More to consider about Teach For America

Posted by Josh Lauren

When I first arrived in Gallup, N.M., I knew I was a long way from Skidmore but that I'd found a new home. I was starting my first year as a Teach For America corps member as a middle school history and language arts teacher at Thoreau Middle School. Working with students like Aaron, Izzy, and Shelby on World History and Geography, or helping Raymond move from a third grade reading level to a sixth grade reading level-the days were long and hard, but incredibly rewarding. Whether it was in the classroom or on the basketball court with my team of sixth and seventh graders, I was inspired by their ability to overcome the challenges of poverty that stood in their way and the limitless potential I saw in them just waiting to be realized.
As an American Studies major at Skidmore College in the Class of 2007, I didn't see myself building a career in education. But after attending a Teach For America information session, I knew that in the classroom I could make a meaningful impact right away. And six years later, I'm still working alongside fellow educators, families and community members to ensure that students growing up in poverty have the same educational opportunity as their more affluent peers.
Today I work for Achievement First, a network of charter public schools serving families in New York, Connecticut and Rhode Island, building strong teaching teams for our middle schools. We look for teachers who possess content mastery and excellent classroom management skills, as well as mindsets like persistence, grit, reflectiveness, and a desire to constantly learn and improve.
Because many of these characteristics are aligned with what Teach For America looks for in their candidates, we consider corps members for open positions and hire a number each year. I'm consistently impressed with their firm belief that our students can achieve anything with the right support, which echoes Achievement First's mission to deliver on the promise of equal educational opportunity for all of America's children.
As I read Olivia Frank's recent article about Teach For America, I was struck by two things. First, she shares my deep commitment to ending educational inequity. Second, she has a narrow view of the work that many members of the Teach For America network do. With a network of 11,000 corps members reaching more than 750,000 students and 32,000 alumni, it's a group with a diverse range of backgrounds and perspectives. But, informed by our corps experience, we're united in our commitment to ensure that every child, regardless of his or her zip code or family income, has a shot at a great education. Two-thirds of Teach For America alums work full-time in education like me. One-third are classroom teachers. Others are tackling issues that impact low-income communities from a range of other sectors.
No doubt, teaching is one of the hardest things that I've ever done, but I had many resources to draw on while I developed as a classroom leader. With intensive, hands-on pre-service training, the support of my Teach For America instructional coach throughout my two years in the corps and the guidance of my colleagues at Thoreau, I was able to lead my students to over two years of reading growth. Many other corps members share that experience. A recent independent study by Mathematica Policy Research found that corps members in their first and second year of teaching do as well or better than other teachers. On average, students taught by Teach For America teachers show an additional 2.6 months of learning in math over the course of a year.

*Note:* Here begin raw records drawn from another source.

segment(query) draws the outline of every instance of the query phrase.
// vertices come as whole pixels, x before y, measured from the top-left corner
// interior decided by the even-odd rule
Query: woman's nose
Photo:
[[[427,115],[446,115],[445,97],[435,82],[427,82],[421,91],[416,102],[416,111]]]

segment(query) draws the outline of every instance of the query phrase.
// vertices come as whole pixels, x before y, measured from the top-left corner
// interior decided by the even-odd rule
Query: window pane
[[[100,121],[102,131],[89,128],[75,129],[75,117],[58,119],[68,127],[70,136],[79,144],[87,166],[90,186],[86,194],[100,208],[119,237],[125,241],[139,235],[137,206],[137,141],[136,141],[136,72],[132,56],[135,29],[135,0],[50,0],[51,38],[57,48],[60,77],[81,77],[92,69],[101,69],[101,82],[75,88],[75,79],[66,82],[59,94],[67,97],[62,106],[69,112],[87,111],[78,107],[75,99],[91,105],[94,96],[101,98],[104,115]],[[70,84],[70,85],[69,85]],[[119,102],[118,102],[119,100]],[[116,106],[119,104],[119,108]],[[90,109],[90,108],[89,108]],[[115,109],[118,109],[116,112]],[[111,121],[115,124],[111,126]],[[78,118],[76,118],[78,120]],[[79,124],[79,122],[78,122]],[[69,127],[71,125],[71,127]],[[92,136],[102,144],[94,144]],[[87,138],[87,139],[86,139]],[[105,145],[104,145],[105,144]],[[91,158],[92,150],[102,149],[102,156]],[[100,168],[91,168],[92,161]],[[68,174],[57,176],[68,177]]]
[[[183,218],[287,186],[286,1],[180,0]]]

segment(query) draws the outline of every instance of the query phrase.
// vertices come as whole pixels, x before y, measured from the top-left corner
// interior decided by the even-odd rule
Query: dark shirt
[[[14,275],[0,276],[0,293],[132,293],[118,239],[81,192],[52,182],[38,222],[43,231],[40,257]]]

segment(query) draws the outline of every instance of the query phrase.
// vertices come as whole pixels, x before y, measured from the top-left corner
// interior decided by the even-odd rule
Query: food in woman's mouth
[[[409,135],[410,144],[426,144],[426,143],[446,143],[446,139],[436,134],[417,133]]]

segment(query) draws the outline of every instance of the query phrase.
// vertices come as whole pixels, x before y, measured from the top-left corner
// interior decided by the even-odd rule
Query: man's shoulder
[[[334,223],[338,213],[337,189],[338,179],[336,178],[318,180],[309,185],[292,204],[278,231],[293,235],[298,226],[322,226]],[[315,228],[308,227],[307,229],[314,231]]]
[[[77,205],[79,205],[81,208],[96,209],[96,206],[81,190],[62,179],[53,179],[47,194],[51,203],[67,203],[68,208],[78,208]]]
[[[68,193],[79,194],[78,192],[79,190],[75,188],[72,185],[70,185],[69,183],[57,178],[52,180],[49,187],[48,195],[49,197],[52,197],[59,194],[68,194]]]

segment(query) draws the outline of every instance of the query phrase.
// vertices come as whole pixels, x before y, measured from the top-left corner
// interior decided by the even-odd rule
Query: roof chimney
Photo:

In Gallup, like many other rural communities across America, my school district struggled to attract and retain effective teachers. Teach For America provided one critical pipeline of candidates. In other places, the teacher job market is much tighter, but many districts must continue to make new hires for open positions. Teach For America provides one critical source of diverse teaching talent, and school and district officials decide whom to hire for their open positions.
At Skidmore, every first-year learns that creative thought matters. I've taken that charge to the wider world, knowing that it will take fresh, innovative thinking to solve the massive problem of educational inequity, which can seem like an intractable problem. My students showed me every day that, by thinking outside the box and giving just a little more of yourself, you can change the future for our next generation of leaders. All of us in this fight for educational equity must come together in innovative ways, not tear one another down. Let's give kids our best creative thinking.
Josh Lauren is a 2007 graduate of Skidmore College and a 2007 New Mexico Teach For America corps member. He serves as a talent recruiter for Achievement First.